Raise funds – 9 yr old Kinley & 7 yr old Kennedy

The Colorado Eagles annual “Pot of Gold” fundraiser returns.

The Eagles will be raising funds for 9-year-old Kinley and 7-year-old Kennedy Harrison of Arvada. Kinley and Kennedy are diagnosed with GM1 Gangliosidosis, an aggressive disease where the body does not produce adequate enzymes to break down certain molecules. Instead, these molecules collect on the brain and spinal cord, leading to widespread neurodegeneration.

The Harrison Family Story:

“Two of your children have a fatal, untreatable disease - they are dying”

That is the news we received for two of our beautiful daughters, Kinley (9) and Kennedy (7), the morning after our third daughter, Kieran, was born.

Without warning, we were faced with the sobering realization that our baby girls are dying. Before this disease takes them, Kinley and Kennedy will very slowly lose their ability to walk, talk, eat…and even smile.

We have been on a four-year journey trying to understand what might be causing the developmental delays Kinley has been experiencing. After countless appointments and evaluations with specialists from nearly every medical field, we finally received our answer on June 5th 2020 - the one we never saw coming. A full genetic screening revealed that not only Kinley, but her younger sister Kennedy both have an extremely rare genetic disorder called GM1 Gangliosidosis. We are forever thankful that baby Kieran is not affected by this wretched disease.

Currently, there is no approved treatment or cure for GM1, and it is always fatal in children.

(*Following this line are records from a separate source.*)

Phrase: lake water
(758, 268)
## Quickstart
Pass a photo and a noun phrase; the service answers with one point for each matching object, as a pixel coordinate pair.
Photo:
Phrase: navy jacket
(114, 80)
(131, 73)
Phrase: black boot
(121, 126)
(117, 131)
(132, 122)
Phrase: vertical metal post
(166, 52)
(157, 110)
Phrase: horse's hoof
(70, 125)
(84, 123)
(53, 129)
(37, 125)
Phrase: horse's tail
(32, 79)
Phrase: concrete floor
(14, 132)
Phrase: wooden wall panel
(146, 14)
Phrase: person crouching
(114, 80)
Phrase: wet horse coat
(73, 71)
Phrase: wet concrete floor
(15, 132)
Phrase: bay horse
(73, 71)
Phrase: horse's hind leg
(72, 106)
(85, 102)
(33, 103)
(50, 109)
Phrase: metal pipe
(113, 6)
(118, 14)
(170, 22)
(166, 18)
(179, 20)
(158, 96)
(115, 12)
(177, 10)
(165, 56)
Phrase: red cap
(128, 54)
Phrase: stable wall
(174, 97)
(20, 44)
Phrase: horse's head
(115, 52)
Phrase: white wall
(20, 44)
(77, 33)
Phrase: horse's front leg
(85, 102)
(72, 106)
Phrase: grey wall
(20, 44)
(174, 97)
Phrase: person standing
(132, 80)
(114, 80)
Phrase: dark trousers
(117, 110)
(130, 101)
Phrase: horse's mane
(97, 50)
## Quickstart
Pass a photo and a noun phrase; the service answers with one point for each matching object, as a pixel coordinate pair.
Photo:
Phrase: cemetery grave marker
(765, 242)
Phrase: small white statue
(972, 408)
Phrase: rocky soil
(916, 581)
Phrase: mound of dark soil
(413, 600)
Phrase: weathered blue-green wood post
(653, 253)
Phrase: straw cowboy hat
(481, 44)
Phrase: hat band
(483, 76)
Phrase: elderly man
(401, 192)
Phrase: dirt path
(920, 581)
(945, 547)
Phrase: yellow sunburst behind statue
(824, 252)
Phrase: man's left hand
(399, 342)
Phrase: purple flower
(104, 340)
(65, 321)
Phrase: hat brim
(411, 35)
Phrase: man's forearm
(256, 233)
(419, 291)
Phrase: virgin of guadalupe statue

Right now, Kinley and Kennedy are in a relatively “stable” state in their disease progression. They can still walk independently and are verbal, though both are experiencing speech issues that make them hard to understand. Looking at them, one would never know they both face such a grave fate, but there will come a day where each of them will no longer be able to run outside with their friends, jump on their trampoline, or tell their baby sister “I love you” if no treatments are developed.

Life expectancy for the type of GM1 Kinley and Kennedy have is difficult to predict, but estimates range anywhere from mid-childhood (10-15 years old) to the early twenties. We are hopeful that both Kinley and Kennedy have many more great years ahead of them at a quality of life that they both deserve. There is no way to know at what point the disease will firm its grip on Kinley and Kennedy - we are in a race against time.

There are several treatment clinical trials coming up for both substrate suppression therapy and gene therapy through drug companies, universities, and the NIH. In fact, some believe a cure is imminent - it simply needs the support and dollars to advance.

This is the 10th annual Pot of Gold fundraiser that has raised nearly $400,000 for local Northern Colorado families in need. All funds raised will be donated to the Harrison family this year.